Sunday, December 20, 2009

Picture Contest- Week 4- December 20, 2009

Dark- It is so dark. As I compose this it is overcast, just a few days from the solstice. But the streets and sidewalks are clear of snow and ice for the moment, which is about all that a person in Iowa should hope for in the second half of December.
On a much more cheerful note I wish Happy Holidays to everyone who receives these ramblings. The garden here is asleep. But during that time I can reflect and dream. I hope you enjoy this little taste of reflective color.
Let me go back to dark for a minute. As I think about it, just about the best time of the day is dawn, particularly when there will be a sunrise. First comes a little light, and then comes color. In order for that to happen it must be dark.

I should add that while we have a snow cover that looks like it is here to stay, I have my seed catalogue in hand at this point. I am reviewing seeds for lupines and columbine and poppies and violas. With a few trellises, the sky is the limit.
In last week’s contest the Dr. Seuss entry was a surprise winner.
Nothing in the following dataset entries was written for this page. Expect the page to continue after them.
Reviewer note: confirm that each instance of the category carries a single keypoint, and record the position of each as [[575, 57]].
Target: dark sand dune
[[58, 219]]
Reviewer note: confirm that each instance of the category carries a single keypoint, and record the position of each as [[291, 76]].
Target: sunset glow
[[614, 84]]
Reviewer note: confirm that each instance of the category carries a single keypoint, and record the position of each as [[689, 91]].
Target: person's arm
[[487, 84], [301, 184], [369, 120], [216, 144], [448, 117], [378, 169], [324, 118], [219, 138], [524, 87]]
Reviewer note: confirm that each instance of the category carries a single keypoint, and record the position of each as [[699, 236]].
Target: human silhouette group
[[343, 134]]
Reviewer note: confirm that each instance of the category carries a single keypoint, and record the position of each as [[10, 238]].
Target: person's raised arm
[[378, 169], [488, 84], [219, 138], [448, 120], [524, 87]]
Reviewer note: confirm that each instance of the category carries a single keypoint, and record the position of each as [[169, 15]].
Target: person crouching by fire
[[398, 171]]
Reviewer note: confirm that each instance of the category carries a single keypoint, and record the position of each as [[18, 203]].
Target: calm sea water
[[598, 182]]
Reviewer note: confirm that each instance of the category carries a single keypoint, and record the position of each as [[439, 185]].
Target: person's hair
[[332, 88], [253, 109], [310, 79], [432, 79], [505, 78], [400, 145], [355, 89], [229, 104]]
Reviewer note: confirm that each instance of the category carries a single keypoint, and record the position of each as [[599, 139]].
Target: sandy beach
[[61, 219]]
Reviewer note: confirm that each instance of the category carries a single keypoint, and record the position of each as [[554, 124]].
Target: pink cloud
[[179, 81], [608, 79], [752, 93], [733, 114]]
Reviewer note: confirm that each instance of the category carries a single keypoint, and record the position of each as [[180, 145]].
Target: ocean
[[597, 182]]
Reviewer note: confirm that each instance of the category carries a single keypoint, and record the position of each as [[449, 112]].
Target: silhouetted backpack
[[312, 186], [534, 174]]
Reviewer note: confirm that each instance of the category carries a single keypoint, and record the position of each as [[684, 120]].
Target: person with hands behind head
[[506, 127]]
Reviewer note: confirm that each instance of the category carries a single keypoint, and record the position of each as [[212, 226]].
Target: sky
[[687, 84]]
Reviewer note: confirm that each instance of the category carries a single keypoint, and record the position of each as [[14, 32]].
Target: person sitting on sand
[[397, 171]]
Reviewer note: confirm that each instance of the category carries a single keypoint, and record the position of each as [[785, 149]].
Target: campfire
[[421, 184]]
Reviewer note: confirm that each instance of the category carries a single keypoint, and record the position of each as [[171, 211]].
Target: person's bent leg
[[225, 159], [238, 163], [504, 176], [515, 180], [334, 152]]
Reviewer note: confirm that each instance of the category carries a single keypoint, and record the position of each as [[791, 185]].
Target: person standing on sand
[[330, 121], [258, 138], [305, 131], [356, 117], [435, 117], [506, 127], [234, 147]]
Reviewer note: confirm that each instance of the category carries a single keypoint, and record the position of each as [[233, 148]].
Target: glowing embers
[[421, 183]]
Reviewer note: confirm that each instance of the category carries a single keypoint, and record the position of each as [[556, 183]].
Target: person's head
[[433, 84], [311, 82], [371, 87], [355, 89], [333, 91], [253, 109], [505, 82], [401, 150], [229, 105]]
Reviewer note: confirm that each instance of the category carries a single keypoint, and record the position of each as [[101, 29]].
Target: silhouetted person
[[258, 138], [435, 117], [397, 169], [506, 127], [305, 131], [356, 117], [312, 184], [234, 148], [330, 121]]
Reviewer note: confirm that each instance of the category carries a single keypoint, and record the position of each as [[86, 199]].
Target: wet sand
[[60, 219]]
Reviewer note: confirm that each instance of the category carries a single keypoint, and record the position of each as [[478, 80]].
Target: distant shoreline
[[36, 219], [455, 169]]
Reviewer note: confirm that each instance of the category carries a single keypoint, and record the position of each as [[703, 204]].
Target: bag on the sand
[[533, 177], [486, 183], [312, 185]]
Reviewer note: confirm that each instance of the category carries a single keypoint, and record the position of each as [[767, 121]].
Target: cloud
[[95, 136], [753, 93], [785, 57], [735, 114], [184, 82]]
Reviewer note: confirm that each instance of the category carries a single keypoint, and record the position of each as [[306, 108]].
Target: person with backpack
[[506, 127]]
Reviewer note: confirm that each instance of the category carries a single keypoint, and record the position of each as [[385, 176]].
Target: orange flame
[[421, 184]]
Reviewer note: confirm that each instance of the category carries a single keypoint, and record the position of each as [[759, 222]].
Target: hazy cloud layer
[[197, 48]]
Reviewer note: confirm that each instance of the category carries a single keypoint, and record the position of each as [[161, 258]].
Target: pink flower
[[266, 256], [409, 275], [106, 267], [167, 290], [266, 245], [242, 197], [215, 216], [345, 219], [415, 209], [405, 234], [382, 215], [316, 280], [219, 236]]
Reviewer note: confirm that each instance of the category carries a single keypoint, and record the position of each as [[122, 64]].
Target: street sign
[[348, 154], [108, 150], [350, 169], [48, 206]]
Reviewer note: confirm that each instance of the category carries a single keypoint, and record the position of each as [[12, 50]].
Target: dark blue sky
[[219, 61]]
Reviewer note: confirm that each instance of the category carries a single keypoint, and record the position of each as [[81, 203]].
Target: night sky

Maybe whimsy trumps majesty. I suppose it should, at least most of the time. Maybe they actually meet in a plant with the name Crown Imperial.

The voting was
Dr. Seuss Fritillaria 26 votes for 41.3%
Pink Orchid votes for 25.4%
Iceland Poppy votes for 23.8%
Tiger Kitten daylily 6 votes for 9.5%

We have a colorful display in the contest this week, Week 4.

First up is this very nice daffodil. Daffodils are so reliable. They come up each year, mostly in the same place. They play well with friends. You can plant them with small bulbs. In fact you can even plant small bulbs on top of them. You can plant them with hosta. They will bloom before the hosta. The hosta will then mostly cover the old foliage, that needs to stay around to absorb nutrients for the next year, but isn’t all that attractive. Please take the time to see the daffodil pictures in the extra post below this one. Maybe you can even post a comment about your daffodils.

This next flower is a tree peony called Seidei. It is on a plant that is about ten years old at this point. It is one of those focal point flowers that dominate its past of the garden. This will last for anywhere from a few days to a week depending on the temperatures. Spring can be wonderful when it stays cool for a few weeks. Time practically stops at a good point in time.
I should say a few words about tree peonies. First they are called tree peonies because they develop a shrub like structure that does not die back in the winter. That means they grow bigger, theoretically that their herbaceous cousins. They can get to be 4-6 feet tall and can hold up even bigger flowers. They also can live for a long time- several hundred years in some cases.
I have 6 plants. I think because they do not get as much sun as they would like they have not grown as much as I would like. They are still fun to have.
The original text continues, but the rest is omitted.